In terms of economics, I don't see any difference (as long as the loan is smaller than the BoC's existing balance sheet, so the BoC could, as you say, simply sell federal bonds and buy provincial bonds). Politics could make it a bit tricky though, if there was any perceived risk the loan might not be paid back. Think Germany vs Greece, and Target2, only with provinces playing the role of Germany and Greece. I think it would have to be a political decision at the federal level to take the perceived risk "for the good of the country".
Posted by: Nick Rowe | March 18, 2018 at 02:08 PM
I asked the question because - for one thing - the following two points are not consistent:
“cannot suffer a liquidity crisis. If there were a run on those bonds, where bondholders wanted to sell and hold money instead, the central bank could and would (to keep inflation on target) simply print as much extra money as people wanted to hold and use it to buy back the bonds they did not want to hold”
“In a solvency crisis the government would face a choice between defaulting on its bonds…”
There's no need to consider default in light of the liquidity solution.
Posted by: JKH | March 19, 2018 at 06:17 AM
JKH: An increase in the supply of BoC money (to buy bonds that would otherwise default), unless it is in response to an equal increase in the demand for BoC money (which it wouldn't be, if it were a solvency not liquidity crisis), would cause inflation to rise above the 2% target.
Or I'm not understanding you.
Posted by: Nick Rowe | March 19, 2018 at 07:39 AM
> Under what conditions should the Bank of Canada do a Draghi whatever it takes buying provincial government bonds?
Doing a Draghi is an admission that the relevant jurisdiction is not an optimal currency area, and that heterogeneous aggregate demand means that different constituent areas can have meaningfully different (demand-driven) output gaps / inflation rates.
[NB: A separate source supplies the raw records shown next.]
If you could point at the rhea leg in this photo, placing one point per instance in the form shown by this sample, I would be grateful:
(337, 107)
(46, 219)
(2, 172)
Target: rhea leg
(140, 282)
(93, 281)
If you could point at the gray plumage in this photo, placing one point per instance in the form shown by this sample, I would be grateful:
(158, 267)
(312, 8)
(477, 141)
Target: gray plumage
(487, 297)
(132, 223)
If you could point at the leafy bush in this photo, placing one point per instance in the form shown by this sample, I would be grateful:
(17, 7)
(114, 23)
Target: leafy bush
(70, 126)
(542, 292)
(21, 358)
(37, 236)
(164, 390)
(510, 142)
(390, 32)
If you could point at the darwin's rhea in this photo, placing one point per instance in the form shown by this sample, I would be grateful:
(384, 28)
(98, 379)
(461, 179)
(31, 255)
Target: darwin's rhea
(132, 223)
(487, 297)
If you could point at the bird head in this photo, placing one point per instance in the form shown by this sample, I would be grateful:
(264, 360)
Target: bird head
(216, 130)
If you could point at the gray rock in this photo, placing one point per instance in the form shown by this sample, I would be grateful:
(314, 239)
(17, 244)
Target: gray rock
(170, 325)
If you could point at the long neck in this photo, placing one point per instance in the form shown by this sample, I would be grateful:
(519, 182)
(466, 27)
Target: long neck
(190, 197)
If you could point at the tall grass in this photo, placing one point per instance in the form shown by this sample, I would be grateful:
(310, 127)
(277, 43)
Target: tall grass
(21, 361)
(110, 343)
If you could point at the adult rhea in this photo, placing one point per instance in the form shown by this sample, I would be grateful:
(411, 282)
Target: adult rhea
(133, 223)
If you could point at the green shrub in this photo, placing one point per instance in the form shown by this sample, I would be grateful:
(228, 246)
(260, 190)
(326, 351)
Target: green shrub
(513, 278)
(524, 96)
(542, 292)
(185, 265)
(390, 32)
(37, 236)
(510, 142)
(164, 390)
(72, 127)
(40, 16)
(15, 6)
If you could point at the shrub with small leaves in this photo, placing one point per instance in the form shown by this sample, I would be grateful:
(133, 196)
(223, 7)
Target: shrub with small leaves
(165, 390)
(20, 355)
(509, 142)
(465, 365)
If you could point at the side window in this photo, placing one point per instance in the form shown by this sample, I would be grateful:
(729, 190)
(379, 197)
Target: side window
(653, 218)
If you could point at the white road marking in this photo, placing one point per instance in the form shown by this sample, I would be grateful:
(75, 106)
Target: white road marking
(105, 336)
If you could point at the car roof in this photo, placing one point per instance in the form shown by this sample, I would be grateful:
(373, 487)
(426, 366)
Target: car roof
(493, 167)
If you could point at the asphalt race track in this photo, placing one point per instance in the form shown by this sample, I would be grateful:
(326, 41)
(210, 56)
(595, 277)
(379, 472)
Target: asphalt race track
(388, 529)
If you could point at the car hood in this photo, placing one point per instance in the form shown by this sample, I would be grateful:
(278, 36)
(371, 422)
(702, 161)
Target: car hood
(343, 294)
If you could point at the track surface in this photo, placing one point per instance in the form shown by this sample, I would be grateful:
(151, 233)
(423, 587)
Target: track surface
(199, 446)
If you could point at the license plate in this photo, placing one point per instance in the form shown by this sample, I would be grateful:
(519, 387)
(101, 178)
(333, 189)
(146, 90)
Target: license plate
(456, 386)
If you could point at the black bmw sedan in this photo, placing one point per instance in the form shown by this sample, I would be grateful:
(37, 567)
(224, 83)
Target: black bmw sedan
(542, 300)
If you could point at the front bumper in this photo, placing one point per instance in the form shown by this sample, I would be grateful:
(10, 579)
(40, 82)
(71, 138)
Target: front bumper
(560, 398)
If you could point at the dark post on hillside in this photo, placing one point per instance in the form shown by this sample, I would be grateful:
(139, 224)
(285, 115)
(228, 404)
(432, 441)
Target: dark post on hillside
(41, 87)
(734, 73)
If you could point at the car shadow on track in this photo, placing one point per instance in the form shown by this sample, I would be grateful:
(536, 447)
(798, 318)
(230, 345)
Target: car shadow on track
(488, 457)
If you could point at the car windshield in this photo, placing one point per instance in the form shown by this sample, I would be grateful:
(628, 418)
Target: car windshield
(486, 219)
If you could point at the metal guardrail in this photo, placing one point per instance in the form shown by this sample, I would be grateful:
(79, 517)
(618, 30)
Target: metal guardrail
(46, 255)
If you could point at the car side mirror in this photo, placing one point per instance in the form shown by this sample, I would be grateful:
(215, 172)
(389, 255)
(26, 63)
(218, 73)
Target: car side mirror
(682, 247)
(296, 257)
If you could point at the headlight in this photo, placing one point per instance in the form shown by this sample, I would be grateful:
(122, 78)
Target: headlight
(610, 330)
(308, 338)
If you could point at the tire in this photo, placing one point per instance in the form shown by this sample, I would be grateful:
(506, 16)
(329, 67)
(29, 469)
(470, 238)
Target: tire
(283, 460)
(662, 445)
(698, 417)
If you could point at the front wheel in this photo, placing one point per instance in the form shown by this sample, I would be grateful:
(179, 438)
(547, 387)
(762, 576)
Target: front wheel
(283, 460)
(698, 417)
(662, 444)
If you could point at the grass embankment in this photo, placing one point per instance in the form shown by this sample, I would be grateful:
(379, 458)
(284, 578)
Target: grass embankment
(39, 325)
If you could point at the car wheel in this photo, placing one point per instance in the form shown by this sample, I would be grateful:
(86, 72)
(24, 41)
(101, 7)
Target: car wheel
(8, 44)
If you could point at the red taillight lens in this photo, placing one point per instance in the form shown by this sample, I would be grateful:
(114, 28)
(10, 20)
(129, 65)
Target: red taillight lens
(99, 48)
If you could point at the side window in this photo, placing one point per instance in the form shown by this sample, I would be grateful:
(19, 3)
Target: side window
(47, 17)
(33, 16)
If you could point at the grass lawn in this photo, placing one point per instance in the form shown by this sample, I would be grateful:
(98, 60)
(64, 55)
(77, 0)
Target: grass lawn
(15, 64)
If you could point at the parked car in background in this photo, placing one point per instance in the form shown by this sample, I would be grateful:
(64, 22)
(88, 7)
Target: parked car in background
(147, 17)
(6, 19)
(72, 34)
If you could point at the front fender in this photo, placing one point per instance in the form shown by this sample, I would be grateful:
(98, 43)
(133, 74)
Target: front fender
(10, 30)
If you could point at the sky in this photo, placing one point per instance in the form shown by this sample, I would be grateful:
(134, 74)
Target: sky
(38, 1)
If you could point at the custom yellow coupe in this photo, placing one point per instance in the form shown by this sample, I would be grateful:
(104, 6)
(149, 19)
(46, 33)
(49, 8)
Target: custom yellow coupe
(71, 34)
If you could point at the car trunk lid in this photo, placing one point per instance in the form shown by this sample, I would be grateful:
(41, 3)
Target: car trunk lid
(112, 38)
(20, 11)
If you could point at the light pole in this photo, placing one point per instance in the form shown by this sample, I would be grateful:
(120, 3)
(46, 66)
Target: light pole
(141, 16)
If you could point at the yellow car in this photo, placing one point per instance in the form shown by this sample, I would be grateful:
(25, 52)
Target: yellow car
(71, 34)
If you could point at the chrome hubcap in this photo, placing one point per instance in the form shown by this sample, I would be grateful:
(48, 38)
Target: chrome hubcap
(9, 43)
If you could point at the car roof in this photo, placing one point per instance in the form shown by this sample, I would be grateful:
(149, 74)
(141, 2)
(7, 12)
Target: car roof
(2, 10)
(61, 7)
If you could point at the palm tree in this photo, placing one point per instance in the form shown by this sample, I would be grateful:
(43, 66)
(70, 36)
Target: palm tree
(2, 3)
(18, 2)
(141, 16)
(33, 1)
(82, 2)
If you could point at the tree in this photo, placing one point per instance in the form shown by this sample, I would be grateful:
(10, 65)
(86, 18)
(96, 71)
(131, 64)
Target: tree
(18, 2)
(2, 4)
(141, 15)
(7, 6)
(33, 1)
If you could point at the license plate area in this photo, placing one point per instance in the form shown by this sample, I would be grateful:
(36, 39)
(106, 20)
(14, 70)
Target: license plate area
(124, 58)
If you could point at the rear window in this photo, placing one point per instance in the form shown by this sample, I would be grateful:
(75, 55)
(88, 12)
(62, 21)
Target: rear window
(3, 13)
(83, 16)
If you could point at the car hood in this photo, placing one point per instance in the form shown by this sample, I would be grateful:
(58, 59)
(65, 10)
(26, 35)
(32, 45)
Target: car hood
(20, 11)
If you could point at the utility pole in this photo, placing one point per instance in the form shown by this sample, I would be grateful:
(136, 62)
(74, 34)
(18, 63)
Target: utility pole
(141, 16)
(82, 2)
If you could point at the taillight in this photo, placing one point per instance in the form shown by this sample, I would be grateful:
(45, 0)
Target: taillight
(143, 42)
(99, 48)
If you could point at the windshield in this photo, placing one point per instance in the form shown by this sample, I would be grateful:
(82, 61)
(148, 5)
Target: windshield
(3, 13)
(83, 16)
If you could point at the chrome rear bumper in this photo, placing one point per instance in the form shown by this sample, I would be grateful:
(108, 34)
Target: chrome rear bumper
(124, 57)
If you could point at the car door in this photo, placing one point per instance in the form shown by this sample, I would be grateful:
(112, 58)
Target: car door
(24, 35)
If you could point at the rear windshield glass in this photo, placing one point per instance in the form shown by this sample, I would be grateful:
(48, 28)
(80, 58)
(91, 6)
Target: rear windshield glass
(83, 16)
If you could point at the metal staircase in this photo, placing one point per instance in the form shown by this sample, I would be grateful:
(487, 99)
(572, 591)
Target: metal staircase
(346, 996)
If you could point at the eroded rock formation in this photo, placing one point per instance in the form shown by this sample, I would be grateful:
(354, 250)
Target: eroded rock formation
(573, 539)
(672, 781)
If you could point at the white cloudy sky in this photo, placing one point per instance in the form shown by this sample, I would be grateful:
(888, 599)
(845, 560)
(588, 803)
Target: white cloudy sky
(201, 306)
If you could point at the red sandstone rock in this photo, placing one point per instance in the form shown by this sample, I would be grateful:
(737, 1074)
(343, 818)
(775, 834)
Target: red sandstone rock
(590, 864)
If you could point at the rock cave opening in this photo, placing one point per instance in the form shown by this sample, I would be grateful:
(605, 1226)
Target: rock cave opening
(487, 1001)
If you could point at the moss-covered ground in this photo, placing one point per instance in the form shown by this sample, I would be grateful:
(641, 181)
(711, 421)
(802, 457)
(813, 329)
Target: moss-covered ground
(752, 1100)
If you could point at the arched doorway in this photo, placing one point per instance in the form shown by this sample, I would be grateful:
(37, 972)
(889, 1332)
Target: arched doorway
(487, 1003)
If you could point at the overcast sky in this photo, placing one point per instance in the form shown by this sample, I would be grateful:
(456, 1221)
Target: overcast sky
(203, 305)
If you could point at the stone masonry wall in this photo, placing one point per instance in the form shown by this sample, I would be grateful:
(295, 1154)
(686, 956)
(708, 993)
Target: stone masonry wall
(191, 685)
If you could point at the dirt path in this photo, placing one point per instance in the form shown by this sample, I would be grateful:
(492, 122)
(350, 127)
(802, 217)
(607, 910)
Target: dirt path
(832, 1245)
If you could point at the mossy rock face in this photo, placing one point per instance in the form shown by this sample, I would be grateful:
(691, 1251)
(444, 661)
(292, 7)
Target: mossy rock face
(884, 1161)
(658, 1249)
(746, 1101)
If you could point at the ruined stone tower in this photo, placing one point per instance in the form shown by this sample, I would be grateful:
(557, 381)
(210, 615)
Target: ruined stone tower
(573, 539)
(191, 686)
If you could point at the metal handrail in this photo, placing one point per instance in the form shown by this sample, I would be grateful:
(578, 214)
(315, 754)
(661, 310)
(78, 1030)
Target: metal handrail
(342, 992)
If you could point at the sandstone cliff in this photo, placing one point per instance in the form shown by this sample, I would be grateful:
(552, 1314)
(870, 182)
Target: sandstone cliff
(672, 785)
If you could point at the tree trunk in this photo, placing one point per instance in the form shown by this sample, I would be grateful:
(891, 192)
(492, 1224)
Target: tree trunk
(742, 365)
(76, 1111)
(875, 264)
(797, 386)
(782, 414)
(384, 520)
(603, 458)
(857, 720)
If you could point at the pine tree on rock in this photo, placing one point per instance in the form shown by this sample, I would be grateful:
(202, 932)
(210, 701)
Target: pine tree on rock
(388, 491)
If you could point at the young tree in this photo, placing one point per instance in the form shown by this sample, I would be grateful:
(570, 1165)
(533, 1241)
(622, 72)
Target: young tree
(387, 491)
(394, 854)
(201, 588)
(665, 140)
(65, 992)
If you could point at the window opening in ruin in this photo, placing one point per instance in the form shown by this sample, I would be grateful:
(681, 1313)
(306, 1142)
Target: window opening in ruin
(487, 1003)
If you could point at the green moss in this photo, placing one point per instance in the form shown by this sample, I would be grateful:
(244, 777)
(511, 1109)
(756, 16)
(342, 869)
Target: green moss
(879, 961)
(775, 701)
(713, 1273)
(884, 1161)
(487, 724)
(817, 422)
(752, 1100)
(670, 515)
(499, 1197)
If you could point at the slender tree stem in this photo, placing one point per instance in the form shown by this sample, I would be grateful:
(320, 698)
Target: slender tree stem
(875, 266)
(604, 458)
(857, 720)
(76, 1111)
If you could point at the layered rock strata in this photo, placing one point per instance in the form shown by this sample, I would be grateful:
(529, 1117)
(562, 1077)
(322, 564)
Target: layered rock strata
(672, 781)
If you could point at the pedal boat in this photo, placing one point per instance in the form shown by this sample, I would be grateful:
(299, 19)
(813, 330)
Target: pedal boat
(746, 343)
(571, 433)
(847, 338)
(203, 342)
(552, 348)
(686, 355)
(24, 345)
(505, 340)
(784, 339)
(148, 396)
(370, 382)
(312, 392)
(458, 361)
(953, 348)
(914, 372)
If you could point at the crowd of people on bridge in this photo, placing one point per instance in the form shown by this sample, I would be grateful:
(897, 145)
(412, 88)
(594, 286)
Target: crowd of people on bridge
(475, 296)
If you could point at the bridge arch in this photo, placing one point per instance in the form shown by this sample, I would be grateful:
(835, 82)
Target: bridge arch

In Canada, the institutional answer to this question is "practically never." We've already tacitly agreed to use transfer payments / equalization to level long-term aggregate demand between provinces, but over the short-term economic fluctuations are more likely due to supply-side factors rather than demand-side factors.
Even something as severe as Ontario defaulting on its debt would be a supply-side shock; in and of itself it would be a policy-related decision that impacted previously-believed-secure property rights. There might be resulting AD-affecting contagion from a consequent financial crisis, but there's no reason to believe that contagion would remain localized: firms in Vancouver and Montreal would probably have as much difficulty securing new private credit as firms in Toronto.
Posted by: Majromax | March 19, 2018 at 08:00 AM
In your first paragraph, you define default as a failure to deliver the full money value of a committed real basket of CPI goods and services – i.e. failure to deliver full real value in the face of unexpected inflation.
In your third paragraph you seem to be defining a nominal dollar default. That make no sense for a currency issuing government, because the central bank can always buy maturing bonds. And this is supported by what you say about liquidity.
And you also say:
“In a solvency crisis the government would face a choice between defaulting on its bonds and defaulting on its commitment to not let inflation rise above 2%.”
If inflation rises above 2 per cent, you have a real default by definition. So defaulting on the real value of bonds and default on the inflation commitment are the same thing. So there is no “choice”.
And nominal default is not an issue.
I still can’t make any sense of it.
Posted by: JKH | March 20, 2018 at 06:34 AM
"But a solvency crisis.............. could coincide with an excess of Aggregate Demand, where inflation threatens to rise above the 2% target."
How would that come about?
Posted by: Henry Rech | March 21, 2018 at 10:32 PM
"But a solvency crisis.............. could coincide with an excess of Aggregate Demand, where inflation threatens to rise above the 2% target."
These claims are IMO always hard to assess because the only cases this can happen is that the tax base or ability is demolished - both far fetched in the case of Canada.